January 18, 2018

Why Communication Design Matters

We live in a world where design matters. We are constantly bombarded by images and messages – billboards, Instagram and Facebook notifications, banner ads, text messages and calendar reminders. It’s an era of constant distraction – a flood gate of visuals and information bytes – and because of that, your organization only has two to three seconds to gain someone’s attention.

A good statement design can cut through the clutter and move your communication to a patient’s front of mind.

Design literally “sets the tone” and is an essential attribute in capturing someone’s attention and willingness to respond. Color theory teaches us that specific colors are tied to emotions. If you effectively use color in your communications, you can influence a patient’s reaction and response after reviewing your statement. As a result of patient test-group feedback and interviews, RevSpring has found the following comments to be common responses when it comes to statement design:

  • Black and white statements feel boring, corporate, and generic
  • A pop of green to a previously black and white statement invokes a sense of calm and is professional
  • Purple is associated with royalty, spirituality, and authenticity
  • Orange has emotional ties to warmth, security, fun, and comfort

Is Your Call to Action Hidden and Passive?

The purpose of good design is to navigate a patient through chunks of information and motivate them to respond to an action. A crucial element of good design is creating a call to action that the patient clearly sees and understands. A well-designed statement will guide someone to that desired action while bad design with unnecessary clutter will dilute and distract your patient away from the call to action.
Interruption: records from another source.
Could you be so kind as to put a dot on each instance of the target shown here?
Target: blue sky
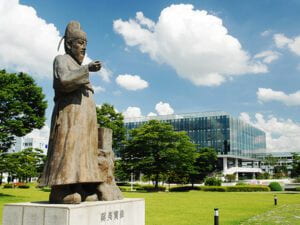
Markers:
(242, 57)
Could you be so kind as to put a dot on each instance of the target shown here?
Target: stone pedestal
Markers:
(120, 212)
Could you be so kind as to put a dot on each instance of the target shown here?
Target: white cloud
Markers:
(131, 82)
(132, 112)
(28, 43)
(105, 73)
(152, 114)
(267, 94)
(193, 42)
(39, 133)
(293, 44)
(98, 89)
(163, 108)
(281, 135)
(267, 56)
(266, 33)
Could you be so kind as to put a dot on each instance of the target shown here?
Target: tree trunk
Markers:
(156, 181)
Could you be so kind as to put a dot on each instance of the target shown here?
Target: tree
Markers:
(270, 161)
(206, 163)
(156, 150)
(295, 165)
(109, 118)
(22, 107)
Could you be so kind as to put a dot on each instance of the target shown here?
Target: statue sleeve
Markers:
(66, 79)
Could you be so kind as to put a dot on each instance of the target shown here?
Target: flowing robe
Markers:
(73, 143)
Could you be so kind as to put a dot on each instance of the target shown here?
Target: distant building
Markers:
(30, 142)
(282, 159)
(236, 142)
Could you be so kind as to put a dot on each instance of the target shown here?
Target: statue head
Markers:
(75, 41)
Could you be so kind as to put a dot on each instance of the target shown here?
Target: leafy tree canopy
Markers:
(206, 163)
(22, 107)
(295, 165)
(156, 150)
(109, 118)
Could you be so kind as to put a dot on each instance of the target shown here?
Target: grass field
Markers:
(196, 207)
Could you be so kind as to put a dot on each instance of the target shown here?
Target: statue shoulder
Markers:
(61, 59)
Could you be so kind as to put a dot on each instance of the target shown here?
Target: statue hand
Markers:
(94, 66)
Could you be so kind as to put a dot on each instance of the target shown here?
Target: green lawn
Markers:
(196, 207)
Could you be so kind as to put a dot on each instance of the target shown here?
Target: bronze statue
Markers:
(72, 168)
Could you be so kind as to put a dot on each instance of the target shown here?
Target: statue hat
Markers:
(73, 31)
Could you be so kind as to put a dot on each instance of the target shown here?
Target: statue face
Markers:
(78, 47)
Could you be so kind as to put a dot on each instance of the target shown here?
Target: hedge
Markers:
(275, 186)
(212, 181)
(184, 188)
(8, 186)
(150, 188)
(213, 188)
(247, 188)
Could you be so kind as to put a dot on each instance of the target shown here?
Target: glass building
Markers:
(228, 135)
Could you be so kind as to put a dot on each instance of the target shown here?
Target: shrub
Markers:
(8, 186)
(230, 177)
(278, 175)
(265, 175)
(181, 188)
(296, 180)
(125, 188)
(24, 186)
(150, 188)
(275, 186)
(46, 189)
(213, 188)
(123, 183)
(247, 188)
(212, 181)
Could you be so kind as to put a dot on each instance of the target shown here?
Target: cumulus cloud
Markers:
(28, 43)
(293, 44)
(196, 44)
(131, 82)
(267, 56)
(132, 112)
(266, 33)
(267, 94)
(163, 109)
(105, 73)
(152, 114)
(281, 135)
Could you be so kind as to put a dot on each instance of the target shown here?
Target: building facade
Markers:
(236, 142)
(30, 142)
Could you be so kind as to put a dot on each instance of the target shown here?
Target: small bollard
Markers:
(275, 200)
(216, 218)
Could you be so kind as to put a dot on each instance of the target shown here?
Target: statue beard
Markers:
(79, 57)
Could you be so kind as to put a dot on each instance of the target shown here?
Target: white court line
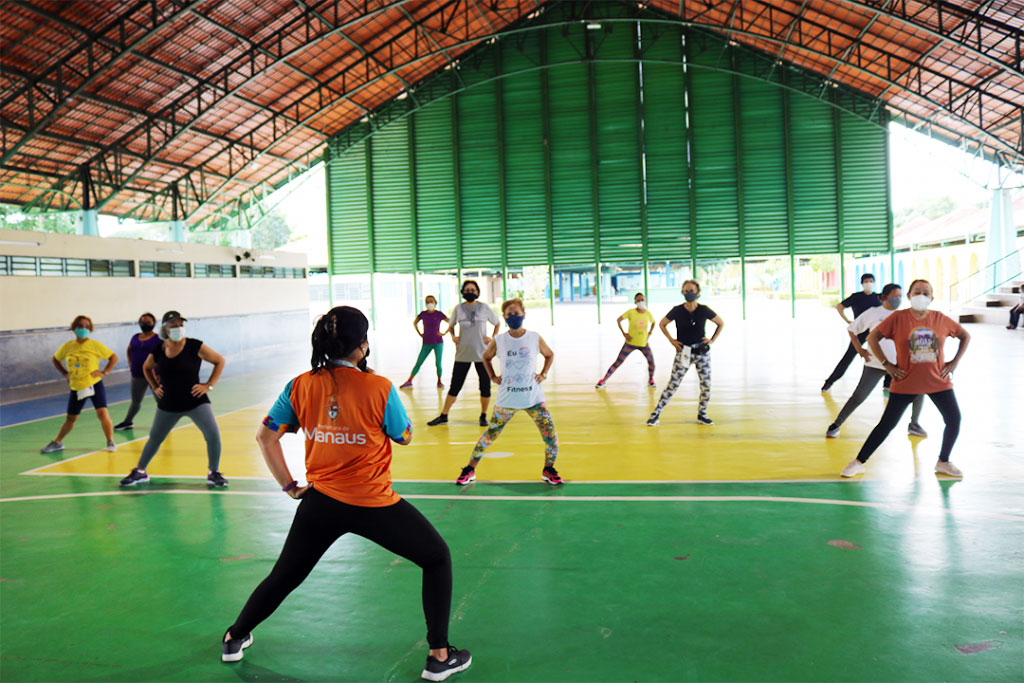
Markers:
(140, 438)
(562, 499)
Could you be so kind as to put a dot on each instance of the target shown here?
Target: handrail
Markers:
(977, 284)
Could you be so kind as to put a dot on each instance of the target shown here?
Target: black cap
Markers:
(172, 315)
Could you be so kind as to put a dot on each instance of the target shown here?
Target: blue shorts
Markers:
(98, 399)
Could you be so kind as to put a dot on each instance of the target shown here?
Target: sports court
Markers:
(570, 155)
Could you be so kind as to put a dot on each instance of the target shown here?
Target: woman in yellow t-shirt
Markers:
(82, 356)
(641, 325)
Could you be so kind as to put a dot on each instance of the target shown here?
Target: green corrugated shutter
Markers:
(481, 244)
(865, 184)
(815, 221)
(619, 172)
(524, 184)
(714, 160)
(665, 145)
(392, 200)
(348, 239)
(572, 202)
(763, 169)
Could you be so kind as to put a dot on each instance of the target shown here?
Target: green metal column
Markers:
(690, 172)
(594, 191)
(370, 229)
(786, 133)
(740, 223)
(840, 222)
(548, 207)
(503, 212)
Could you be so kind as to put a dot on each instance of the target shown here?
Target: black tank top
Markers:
(178, 376)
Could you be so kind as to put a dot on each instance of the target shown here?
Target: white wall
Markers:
(34, 303)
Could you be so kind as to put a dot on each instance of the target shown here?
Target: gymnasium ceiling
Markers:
(158, 110)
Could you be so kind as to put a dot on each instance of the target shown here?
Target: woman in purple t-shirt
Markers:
(433, 339)
(139, 348)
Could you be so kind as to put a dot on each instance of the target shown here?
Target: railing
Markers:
(986, 281)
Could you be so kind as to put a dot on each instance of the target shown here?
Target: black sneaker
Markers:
(216, 479)
(438, 671)
(134, 477)
(230, 649)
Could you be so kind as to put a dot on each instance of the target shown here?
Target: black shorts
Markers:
(98, 399)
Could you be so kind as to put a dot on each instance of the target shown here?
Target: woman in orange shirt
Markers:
(348, 417)
(920, 369)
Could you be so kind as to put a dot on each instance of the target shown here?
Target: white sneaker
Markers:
(854, 468)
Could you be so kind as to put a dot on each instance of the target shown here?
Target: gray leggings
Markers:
(164, 422)
(138, 387)
(868, 380)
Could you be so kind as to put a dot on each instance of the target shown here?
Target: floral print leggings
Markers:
(502, 416)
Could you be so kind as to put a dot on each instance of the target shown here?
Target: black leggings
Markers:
(944, 400)
(320, 521)
(459, 373)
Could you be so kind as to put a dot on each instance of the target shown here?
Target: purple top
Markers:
(138, 350)
(431, 326)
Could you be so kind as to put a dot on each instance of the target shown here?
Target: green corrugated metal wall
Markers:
(723, 148)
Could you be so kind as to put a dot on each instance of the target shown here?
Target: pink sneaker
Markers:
(468, 476)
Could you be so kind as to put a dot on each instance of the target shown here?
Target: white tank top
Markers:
(518, 356)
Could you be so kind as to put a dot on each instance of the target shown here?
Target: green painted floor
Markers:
(908, 580)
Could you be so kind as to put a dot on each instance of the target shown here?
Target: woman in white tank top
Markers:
(518, 389)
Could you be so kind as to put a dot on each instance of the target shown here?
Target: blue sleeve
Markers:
(282, 416)
(396, 424)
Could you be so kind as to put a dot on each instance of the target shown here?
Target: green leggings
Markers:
(424, 352)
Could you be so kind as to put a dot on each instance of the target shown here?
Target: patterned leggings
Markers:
(624, 353)
(702, 363)
(502, 416)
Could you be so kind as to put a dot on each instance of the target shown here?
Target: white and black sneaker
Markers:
(134, 477)
(438, 671)
(231, 649)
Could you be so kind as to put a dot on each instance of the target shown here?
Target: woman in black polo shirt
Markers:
(691, 346)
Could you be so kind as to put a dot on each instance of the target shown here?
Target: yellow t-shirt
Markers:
(639, 326)
(83, 358)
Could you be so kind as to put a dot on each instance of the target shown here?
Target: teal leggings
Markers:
(424, 352)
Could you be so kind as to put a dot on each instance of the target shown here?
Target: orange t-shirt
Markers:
(346, 418)
(919, 349)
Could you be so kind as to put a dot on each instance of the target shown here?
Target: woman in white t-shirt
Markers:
(518, 389)
(892, 296)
The most valuable tip we offer to our clients is to create ONE call to action, and only one, and make sure it’s clear, precise, and direct. Do you want the patient to pay in full? Pay online? Return a charity form?

Another suggestion we often share with clients is to apply a heavy dose of white space, which is the simplest way to be clear and direct. White space gives the reader’s eyes “room to breathe” with a focus on your text or simple graphics on a single call to action. 

Test, Test, and Test Again

A B TestingIf you have a beautifully designed communication, with plenty of white space, meaningful and intentional use of color, and a specific and single call to action, you might feel pretty good about what you’ve done (and you should!) but your work is not yet done. Now, you have to make sure it works.

By testing your statement using gaze path and heat map testing, you can make sure the reader’s eyes are landing and guiding them to the right places, which will inform and motivate them to action. If the call to action or balance due is hard to find, it’s time for a tweak or redesign.

A/B testing is also a critical part of the process and lets you know what works and what doesn’t before anything goes to production. In A/B testing, control groups use statistically valid experiments with large enough sample sizes to confidently identify the “winner.”